Posted: 14 Jan 2020 09:30
by duongbangxanh
I am extremely grateful if you can help me do that. Because I have scrambled a file and I need to recover it. I could not rewrite the program because it took too much of my time. Please help me

Re: Best way to obfuscate a Batch File?

Posted: 15 Jan 2020 13:53
by pieh-ejdsch
You should simply respect the work done here to achieve an expected result. [Yes, let's be careful.] I want to tell you something: I am usually in a hurry to explain to others how something works, AND then I don't notice how I am selling my work for a null value.
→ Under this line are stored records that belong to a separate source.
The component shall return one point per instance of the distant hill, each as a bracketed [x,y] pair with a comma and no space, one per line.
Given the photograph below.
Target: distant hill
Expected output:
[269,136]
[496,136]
It is my fault if it goes like this - but I can act differently in the future if I want to. But it's about "another job".
Can you vaguely remember what you wanted to do with your script? Or maybe not anymore! I also started a lot of things double and triple (and took a lot more than the available time) because I didn't take the time to document the individual states of the work and, above all, also.
Do it this way - it will help you make progress.